Thursday, February 12, 2004

This is coolbert: If an invasion of Japan had actually occurred during WW2, the battleships of the U.S. Navy would have been put to good use in several ways. The battleships the Navy possessed at the time could be put into two categories. One was the WW1 era battleships, refurbished, that sported 14 inch guns in their main batteries. The second category was the modern fast battleships of the Iowa Class, sporting 16 inch main guns. The former were to be used as floating pillboxes. At the invasion beaches, accompanying the landing troops, would be the WW1 battleships. With skeletal crews, the ships would be run aground, and the ships basically evacuated except for gun crews. These gun crews would fire in support of the landing troops, additional ammo, powder, food, etc., being brought to them as needed.

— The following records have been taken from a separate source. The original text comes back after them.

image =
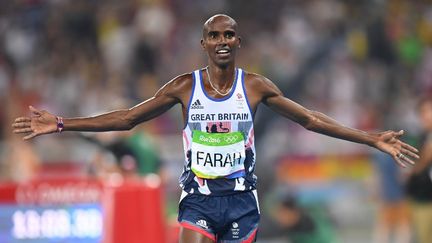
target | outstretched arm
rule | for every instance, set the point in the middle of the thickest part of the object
(43, 122)
(387, 142)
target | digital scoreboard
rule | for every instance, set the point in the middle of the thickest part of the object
(74, 223)
(67, 210)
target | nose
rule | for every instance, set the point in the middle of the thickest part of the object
(222, 40)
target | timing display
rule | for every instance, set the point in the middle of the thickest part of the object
(75, 223)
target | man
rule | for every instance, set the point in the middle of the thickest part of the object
(218, 102)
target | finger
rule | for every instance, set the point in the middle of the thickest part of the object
(406, 159)
(34, 111)
(21, 125)
(23, 119)
(409, 147)
(22, 130)
(400, 133)
(409, 153)
(30, 136)
(399, 161)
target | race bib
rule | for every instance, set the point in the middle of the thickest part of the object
(218, 155)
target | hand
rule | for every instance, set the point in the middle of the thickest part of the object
(401, 152)
(40, 122)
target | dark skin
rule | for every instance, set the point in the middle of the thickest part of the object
(220, 41)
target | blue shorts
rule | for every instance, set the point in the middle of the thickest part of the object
(233, 218)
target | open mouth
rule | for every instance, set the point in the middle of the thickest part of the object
(223, 52)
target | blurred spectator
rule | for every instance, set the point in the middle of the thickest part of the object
(302, 224)
(392, 223)
(420, 182)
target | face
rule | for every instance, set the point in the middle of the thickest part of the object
(220, 40)
(426, 115)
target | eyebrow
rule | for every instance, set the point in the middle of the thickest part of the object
(224, 32)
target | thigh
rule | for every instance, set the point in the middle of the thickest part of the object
(191, 236)
(242, 218)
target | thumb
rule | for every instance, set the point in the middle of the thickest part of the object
(400, 133)
(34, 111)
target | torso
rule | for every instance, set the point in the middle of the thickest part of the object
(214, 167)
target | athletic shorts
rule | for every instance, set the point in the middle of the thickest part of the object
(228, 219)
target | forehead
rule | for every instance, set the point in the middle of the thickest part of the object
(220, 24)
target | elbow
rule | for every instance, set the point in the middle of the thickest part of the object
(127, 122)
(310, 123)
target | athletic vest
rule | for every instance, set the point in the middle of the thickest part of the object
(218, 141)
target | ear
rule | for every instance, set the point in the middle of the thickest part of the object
(202, 44)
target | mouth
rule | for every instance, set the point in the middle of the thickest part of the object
(223, 52)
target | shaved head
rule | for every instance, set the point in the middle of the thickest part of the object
(216, 18)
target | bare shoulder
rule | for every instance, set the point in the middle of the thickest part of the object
(261, 86)
(178, 86)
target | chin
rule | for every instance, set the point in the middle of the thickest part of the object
(224, 63)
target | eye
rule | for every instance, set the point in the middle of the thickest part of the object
(229, 35)
(212, 35)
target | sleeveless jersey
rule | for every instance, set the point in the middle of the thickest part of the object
(218, 141)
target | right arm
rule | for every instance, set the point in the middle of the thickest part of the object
(42, 122)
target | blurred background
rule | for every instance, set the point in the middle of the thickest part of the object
(364, 63)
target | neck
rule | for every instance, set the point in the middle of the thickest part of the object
(221, 76)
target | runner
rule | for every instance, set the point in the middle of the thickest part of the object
(219, 102)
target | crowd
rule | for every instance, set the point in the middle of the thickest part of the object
(365, 63)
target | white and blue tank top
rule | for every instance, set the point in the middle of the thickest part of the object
(218, 141)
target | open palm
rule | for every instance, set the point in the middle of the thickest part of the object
(39, 123)
(401, 152)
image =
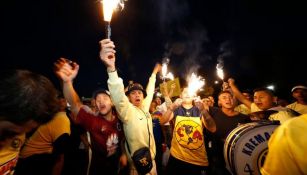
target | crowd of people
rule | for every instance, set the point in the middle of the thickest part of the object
(132, 130)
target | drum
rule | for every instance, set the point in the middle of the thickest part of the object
(246, 147)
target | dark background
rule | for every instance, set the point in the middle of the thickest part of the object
(260, 42)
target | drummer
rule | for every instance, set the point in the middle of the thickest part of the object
(264, 100)
(226, 119)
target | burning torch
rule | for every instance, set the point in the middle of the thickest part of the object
(108, 7)
(195, 83)
(166, 75)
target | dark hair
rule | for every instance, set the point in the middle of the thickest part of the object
(223, 92)
(100, 91)
(268, 91)
(25, 96)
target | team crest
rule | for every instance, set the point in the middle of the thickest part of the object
(188, 134)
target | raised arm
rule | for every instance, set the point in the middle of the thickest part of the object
(151, 87)
(237, 93)
(169, 114)
(206, 118)
(115, 83)
(67, 70)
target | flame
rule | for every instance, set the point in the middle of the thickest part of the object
(164, 70)
(170, 76)
(219, 71)
(108, 7)
(195, 83)
(166, 75)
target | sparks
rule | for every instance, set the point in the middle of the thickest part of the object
(195, 83)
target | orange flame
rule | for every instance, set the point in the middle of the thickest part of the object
(195, 83)
(108, 7)
(219, 71)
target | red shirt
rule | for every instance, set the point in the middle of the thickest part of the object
(105, 135)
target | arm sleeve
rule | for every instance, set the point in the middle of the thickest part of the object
(118, 96)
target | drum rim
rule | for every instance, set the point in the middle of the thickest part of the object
(239, 132)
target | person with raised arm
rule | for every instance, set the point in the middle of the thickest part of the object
(132, 106)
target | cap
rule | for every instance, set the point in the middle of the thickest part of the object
(135, 86)
(100, 91)
(298, 87)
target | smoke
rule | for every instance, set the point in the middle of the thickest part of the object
(170, 13)
(188, 50)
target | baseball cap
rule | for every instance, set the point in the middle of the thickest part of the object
(298, 87)
(135, 86)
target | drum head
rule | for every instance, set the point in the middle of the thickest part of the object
(246, 147)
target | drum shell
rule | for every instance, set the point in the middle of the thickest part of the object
(246, 147)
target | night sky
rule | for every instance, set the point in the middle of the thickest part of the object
(260, 42)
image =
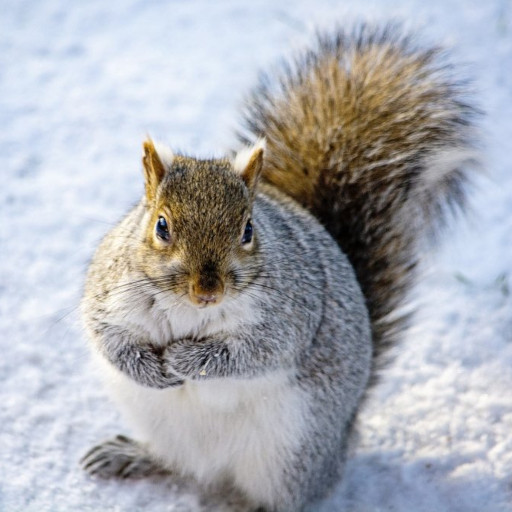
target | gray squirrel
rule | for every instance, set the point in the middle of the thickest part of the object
(243, 307)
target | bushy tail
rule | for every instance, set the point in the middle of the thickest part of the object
(374, 136)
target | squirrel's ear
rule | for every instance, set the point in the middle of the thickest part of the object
(154, 168)
(249, 162)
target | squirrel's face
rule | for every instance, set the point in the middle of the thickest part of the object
(200, 242)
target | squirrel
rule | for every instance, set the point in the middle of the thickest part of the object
(242, 309)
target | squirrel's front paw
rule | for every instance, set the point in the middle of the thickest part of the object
(120, 457)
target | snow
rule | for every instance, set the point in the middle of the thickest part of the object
(81, 84)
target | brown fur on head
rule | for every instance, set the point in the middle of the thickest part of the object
(205, 206)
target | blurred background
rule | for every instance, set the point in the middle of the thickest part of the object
(81, 85)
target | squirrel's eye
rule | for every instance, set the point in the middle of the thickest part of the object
(162, 229)
(247, 237)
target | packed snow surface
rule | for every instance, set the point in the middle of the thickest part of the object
(81, 84)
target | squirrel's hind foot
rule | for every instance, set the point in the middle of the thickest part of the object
(120, 457)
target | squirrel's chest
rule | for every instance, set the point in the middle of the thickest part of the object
(220, 426)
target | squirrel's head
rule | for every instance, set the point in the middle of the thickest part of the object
(200, 242)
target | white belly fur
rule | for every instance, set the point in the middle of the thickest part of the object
(240, 429)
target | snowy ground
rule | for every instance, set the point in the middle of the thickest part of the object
(81, 84)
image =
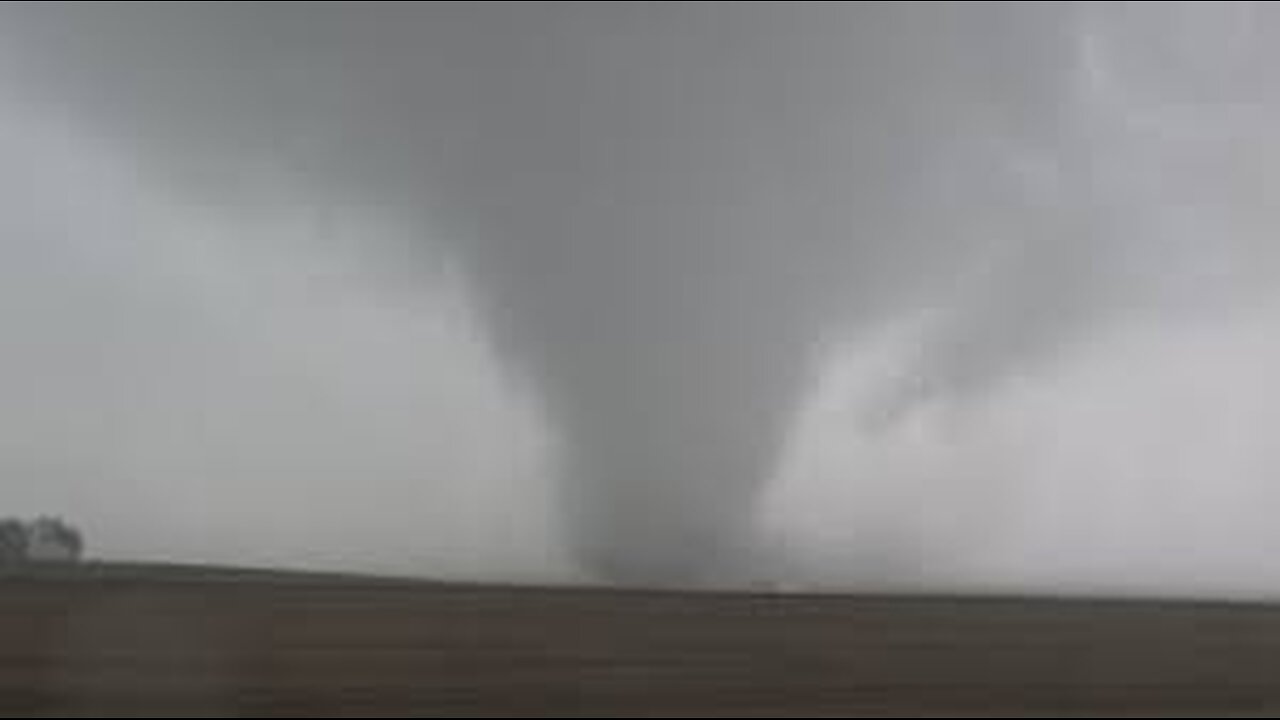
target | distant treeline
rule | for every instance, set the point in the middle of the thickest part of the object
(46, 540)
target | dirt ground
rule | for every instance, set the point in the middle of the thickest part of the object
(167, 642)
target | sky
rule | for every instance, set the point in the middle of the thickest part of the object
(959, 296)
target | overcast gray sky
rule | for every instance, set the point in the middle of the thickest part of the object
(944, 295)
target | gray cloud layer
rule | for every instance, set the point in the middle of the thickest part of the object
(667, 214)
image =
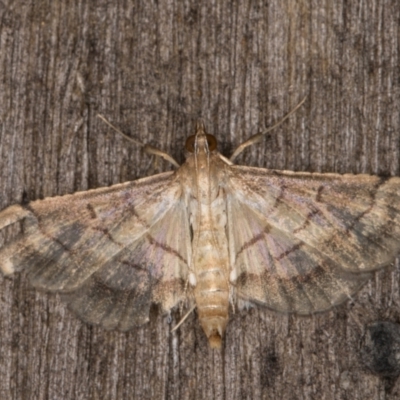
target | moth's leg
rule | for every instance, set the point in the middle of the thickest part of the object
(147, 148)
(258, 137)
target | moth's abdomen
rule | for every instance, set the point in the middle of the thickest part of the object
(212, 286)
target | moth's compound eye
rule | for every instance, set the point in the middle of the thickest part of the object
(211, 141)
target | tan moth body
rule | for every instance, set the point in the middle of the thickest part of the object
(211, 235)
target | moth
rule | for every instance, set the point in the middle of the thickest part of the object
(210, 235)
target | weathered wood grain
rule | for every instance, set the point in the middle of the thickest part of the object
(153, 68)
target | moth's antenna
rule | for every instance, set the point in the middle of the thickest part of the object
(183, 319)
(146, 147)
(257, 137)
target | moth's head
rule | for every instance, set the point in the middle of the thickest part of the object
(201, 140)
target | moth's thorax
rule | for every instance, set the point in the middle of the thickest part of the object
(202, 175)
(204, 171)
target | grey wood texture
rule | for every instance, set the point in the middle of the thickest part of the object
(153, 68)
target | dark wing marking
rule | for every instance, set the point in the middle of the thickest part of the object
(112, 252)
(304, 242)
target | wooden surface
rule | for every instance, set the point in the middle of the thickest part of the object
(153, 68)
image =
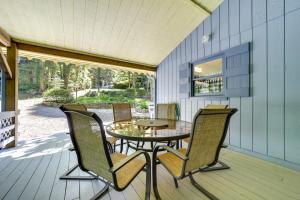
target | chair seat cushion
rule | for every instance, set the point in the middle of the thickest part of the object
(129, 171)
(172, 162)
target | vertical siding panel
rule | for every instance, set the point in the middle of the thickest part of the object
(267, 122)
(234, 28)
(246, 103)
(224, 20)
(174, 74)
(157, 83)
(292, 94)
(182, 110)
(188, 110)
(234, 17)
(200, 45)
(259, 89)
(245, 15)
(194, 107)
(200, 103)
(188, 50)
(235, 134)
(183, 60)
(165, 81)
(276, 88)
(275, 8)
(195, 45)
(178, 62)
(259, 12)
(207, 31)
(170, 78)
(216, 31)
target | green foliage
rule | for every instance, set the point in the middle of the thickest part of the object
(142, 104)
(113, 92)
(130, 92)
(120, 85)
(141, 92)
(37, 76)
(91, 94)
(58, 96)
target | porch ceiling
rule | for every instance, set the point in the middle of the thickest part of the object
(140, 31)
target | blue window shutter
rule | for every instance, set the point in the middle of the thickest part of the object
(237, 71)
(185, 80)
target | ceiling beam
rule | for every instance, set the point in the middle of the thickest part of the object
(4, 38)
(81, 56)
(201, 6)
(4, 65)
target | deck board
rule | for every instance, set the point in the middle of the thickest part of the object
(35, 172)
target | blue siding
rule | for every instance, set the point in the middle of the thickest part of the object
(268, 122)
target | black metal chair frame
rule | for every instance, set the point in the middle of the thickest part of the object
(185, 158)
(114, 168)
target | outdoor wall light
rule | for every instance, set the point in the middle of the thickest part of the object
(206, 38)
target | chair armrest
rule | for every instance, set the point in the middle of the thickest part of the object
(123, 162)
(176, 153)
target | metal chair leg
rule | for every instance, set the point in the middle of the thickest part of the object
(202, 189)
(215, 168)
(127, 148)
(154, 175)
(175, 182)
(148, 178)
(121, 146)
(101, 192)
(71, 148)
(66, 176)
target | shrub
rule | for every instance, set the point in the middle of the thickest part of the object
(141, 92)
(91, 94)
(130, 92)
(112, 92)
(143, 104)
(57, 95)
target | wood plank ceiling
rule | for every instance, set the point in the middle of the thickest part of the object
(141, 31)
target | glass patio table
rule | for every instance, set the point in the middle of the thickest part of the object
(150, 130)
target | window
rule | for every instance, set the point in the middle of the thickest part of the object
(207, 77)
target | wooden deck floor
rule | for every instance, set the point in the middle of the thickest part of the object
(32, 170)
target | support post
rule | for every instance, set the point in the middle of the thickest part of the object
(11, 88)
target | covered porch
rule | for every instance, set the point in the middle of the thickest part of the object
(32, 171)
(250, 48)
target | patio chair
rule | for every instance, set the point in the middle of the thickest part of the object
(166, 111)
(208, 133)
(116, 170)
(111, 140)
(221, 164)
(210, 106)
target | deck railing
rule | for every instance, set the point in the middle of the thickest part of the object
(7, 128)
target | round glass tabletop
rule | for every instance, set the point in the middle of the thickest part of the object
(145, 130)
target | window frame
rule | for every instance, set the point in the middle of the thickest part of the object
(222, 75)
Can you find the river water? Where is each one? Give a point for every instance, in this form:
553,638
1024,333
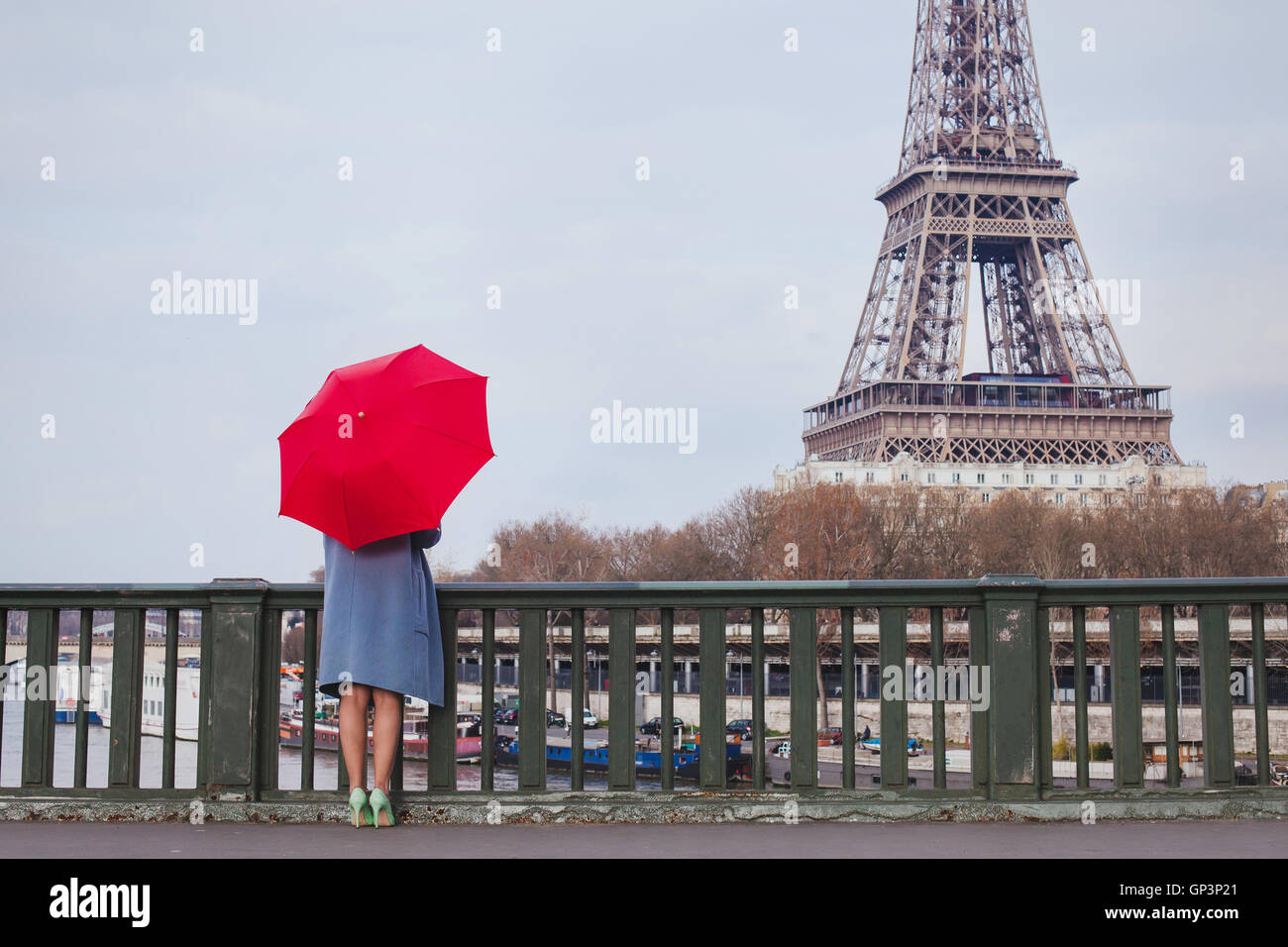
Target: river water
325,763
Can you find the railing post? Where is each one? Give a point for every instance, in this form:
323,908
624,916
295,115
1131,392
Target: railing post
1014,685
38,722
803,655
1125,696
532,705
129,634
232,725
1218,705
893,656
711,699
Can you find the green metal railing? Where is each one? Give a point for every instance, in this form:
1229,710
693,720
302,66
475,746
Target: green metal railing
1009,633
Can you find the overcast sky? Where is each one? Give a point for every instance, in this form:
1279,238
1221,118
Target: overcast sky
518,169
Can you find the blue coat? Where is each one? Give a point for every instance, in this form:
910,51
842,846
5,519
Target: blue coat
380,617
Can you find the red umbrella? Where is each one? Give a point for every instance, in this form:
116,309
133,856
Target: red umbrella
384,446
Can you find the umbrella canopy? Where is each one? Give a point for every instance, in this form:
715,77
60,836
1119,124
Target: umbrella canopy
385,446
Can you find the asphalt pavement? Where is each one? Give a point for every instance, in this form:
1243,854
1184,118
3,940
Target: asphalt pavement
1107,839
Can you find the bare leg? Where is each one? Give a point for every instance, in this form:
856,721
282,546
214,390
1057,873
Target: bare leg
387,733
353,733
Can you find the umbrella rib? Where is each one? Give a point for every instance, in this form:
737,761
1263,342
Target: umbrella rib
441,433
344,506
296,478
410,491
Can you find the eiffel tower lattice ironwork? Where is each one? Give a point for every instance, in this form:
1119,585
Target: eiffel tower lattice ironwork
978,183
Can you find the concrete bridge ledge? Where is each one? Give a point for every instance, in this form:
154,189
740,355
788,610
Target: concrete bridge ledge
709,808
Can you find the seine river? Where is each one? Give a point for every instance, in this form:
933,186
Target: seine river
325,764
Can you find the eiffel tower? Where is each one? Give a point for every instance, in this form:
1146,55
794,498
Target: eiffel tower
978,183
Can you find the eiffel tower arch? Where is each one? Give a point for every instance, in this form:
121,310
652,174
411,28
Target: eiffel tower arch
980,197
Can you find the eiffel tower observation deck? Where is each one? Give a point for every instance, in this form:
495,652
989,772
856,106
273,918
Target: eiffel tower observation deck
979,191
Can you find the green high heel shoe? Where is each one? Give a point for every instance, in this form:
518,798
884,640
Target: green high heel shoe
362,813
380,801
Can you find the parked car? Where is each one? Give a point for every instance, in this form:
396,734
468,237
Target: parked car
655,725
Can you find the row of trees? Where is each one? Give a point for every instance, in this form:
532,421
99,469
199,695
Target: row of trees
835,531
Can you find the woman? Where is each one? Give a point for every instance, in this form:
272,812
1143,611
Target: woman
380,642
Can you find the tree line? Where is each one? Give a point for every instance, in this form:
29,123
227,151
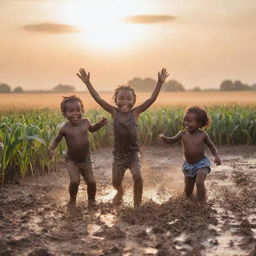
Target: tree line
140,85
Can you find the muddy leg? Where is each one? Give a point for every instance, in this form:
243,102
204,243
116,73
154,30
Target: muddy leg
138,182
189,186
200,178
88,175
118,170
74,176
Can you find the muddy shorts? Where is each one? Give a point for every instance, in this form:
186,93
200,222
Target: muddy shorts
85,169
132,162
190,170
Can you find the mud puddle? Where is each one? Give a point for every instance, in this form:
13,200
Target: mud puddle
34,219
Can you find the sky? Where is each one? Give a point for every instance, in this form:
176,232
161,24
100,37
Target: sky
200,42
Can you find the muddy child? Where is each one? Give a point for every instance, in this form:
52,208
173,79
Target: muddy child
78,158
196,166
125,116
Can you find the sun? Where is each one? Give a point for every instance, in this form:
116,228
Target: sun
100,24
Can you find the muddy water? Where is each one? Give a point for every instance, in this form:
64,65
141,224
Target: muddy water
34,219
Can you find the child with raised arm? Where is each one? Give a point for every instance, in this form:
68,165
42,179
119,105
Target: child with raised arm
126,146
196,165
78,157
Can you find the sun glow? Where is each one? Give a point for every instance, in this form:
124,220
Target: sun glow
100,23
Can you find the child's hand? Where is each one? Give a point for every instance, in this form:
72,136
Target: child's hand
217,160
85,77
161,137
103,121
50,154
162,75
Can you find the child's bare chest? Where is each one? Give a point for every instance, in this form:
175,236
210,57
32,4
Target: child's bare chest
193,140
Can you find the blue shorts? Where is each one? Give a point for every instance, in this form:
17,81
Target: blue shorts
190,170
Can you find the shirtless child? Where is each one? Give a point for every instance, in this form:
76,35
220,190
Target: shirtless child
78,158
196,165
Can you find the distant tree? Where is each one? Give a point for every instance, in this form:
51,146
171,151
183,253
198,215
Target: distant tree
18,90
196,89
227,85
237,85
63,88
174,86
5,88
142,85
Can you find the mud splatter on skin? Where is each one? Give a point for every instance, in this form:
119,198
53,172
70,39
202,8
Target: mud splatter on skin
34,219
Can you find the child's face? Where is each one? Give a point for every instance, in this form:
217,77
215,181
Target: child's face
73,112
190,122
124,100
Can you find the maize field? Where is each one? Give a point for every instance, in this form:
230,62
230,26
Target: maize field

The second category of battleships, the Iowa Class ships, Iowa, Missouri, New Jersey, and Wisconsin, would join forces and cruise up and down the coast of Japan, bombarding all targets within range of the sixteen inch guns. Since 90 % of the Japanese population lived within 10 miles of the coast line, as did most of the Japanese infrastructure, the battleships would be presented with almost an unlimited range of targets. Anything within reach would be fair game. These fast battleship sorties would continue before, and during the invasion and subsequent conquest of Japan. These ships would have been able to wreak real crippling devastation.